Additional instruction

There is however an additional property in integer multiplication that is quite useful for example to reduce complexity in Big number multiplication.
When multiplying two integer the result will be able to fit in an integer with double the width and still have enough room to add at least 2 additional integers without overflowing.
This allows to perform an integer fused multiply add while only needing to output 2 integers for high and low bits. Thus I would also like to propose the addition of mul_add_wide to the standard.

Within the overflow family, when casting a higher width type to a smaller width type the cast can discard bits leading to an "overflow". While a cast itself with an optional overflow bit would be awkward to use (given that it would require 2 output types, the casted value and the overflow bit), asking the question "if I static cast this value between these 2 types would I lose information?" is a perfectly valid thing to do.

The final family table should look like this:

Type of operation Standard Saturated Safe overflow Wide arithmetic
Addition + add_sat add_overflow add_carry
Subtraction - sub_sat sub_overflow sub_borrow
Multiplication * mul_sat mul_overflow mul_wide, mul_add_wide
Division, Remainder/, %, div_rem div_sat* div_overflow*, div_rem_overflow* div_wide
Type casting static_cast saturate_cast would_cast_overflow N/A

* maybe removed, doesn't hurt to have but also not worth keeping

Library header

I agree with the approach presented by [P0543] which adds the new functionality to the <numeric> library.

These are functions that performs numerical operations, a new library is not required.

Overloads, Function Templates, or Named Functions

[P0543] proposes function templates while [P3018] proposes specific named functions. I happen to agree that the use of template arguments is preferable over the alternatives for the following reasons:

Using function templates is just better, as in many circumstances it allows you the option to eat your cake or keep it.

However, there is an elephant in the room that one needs to acknowledge.

The standard and most platforms define 4 different integer widths (8bit, 16bit, 32bit, and 64bit) with signed and unsigned versions of it (for a total of 8), but also that there are 10 different distinct fundamental integer types (signed char, unsigned char, short, unsigned short, int, unsigned int, long, unsigned long, long long, unsigned long long).
The observant among you will quickly notice that 10 ≠ 8. The way this is dealt with is that one of the fundamental types is chosen to have exactly the same width as another one (of all of those the char type can not be one of them).
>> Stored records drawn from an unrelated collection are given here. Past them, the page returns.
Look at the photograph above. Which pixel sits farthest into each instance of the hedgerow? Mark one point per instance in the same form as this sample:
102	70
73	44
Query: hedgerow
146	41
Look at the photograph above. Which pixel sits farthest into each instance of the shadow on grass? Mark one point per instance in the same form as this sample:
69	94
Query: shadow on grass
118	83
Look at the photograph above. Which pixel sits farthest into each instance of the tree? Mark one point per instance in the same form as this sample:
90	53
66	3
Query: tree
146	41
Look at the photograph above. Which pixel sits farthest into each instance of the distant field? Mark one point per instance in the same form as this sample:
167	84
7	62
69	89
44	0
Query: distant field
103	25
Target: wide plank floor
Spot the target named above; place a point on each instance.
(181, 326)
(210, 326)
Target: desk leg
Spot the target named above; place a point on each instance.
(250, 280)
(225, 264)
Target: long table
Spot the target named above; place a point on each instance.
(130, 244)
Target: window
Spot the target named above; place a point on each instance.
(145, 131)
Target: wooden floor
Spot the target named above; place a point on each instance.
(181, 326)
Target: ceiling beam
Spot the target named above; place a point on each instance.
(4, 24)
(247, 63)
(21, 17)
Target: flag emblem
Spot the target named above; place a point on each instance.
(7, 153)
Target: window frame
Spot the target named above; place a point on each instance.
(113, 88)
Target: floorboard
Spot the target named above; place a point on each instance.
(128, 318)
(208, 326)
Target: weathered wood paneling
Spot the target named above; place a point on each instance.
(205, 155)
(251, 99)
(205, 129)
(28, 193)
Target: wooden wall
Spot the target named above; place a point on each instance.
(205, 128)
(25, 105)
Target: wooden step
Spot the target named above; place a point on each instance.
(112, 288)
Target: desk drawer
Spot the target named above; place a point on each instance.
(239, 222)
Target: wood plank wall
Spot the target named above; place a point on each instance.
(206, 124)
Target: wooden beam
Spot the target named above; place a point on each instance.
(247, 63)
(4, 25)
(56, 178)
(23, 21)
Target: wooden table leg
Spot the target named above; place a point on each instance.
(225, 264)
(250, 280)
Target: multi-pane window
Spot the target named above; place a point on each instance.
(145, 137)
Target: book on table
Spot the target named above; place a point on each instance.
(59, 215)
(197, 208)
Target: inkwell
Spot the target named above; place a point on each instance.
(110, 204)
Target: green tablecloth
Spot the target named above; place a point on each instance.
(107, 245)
And this leaves us with the sad scenario where we can have T1 and T2 where:

is_integral_v<T1> && is_integral_v<T2> && !is_same_v<remove_cv_t<T1>, bool> && !is_same_v<remove_cv_t<T2>, bool>
&& (is_signed_v<T1> == is_signed_v<T2>)
&& (size_of(T1) == size_of(T2))
&& !is_same_v<remove_cv_t<T1>, remove_cv_t<T2>>

evaluates to true. If two integers are the same width, have the same signed'ness, and in all aspects behave in the exact same way in what capacity are they different?

This often leads to library implementers having to acknowledge this problem, provide 2 additional implementations than what they should have, and one of those implementations is just aliasing one of the types to another. Can we agree to get rid this?

One might naively think that a solution to this would be to simply make the (uint8_t, uint16_t, uint32_t, uint64_t, int8_t, int16_t, int32_t, int64_t) the fundamental types, and alias all other integer types to pick one of these for backwards compatibility reasons. And although I would agree with this in spirit (and should at one point happen), this is not an easy thing to accommodate due to the name mangling rules. Yes, somebody needs to fix this, there are ways to do it, it is not easy, but not the point of this paper.

The point of this problem is that the set of 8 currently is an alias to a selection from the set of 10, and the set of 10 should be supported and not just the 8.
This is easily done with either overloads or template parameters, but extremely messy if distinct function names are used instead.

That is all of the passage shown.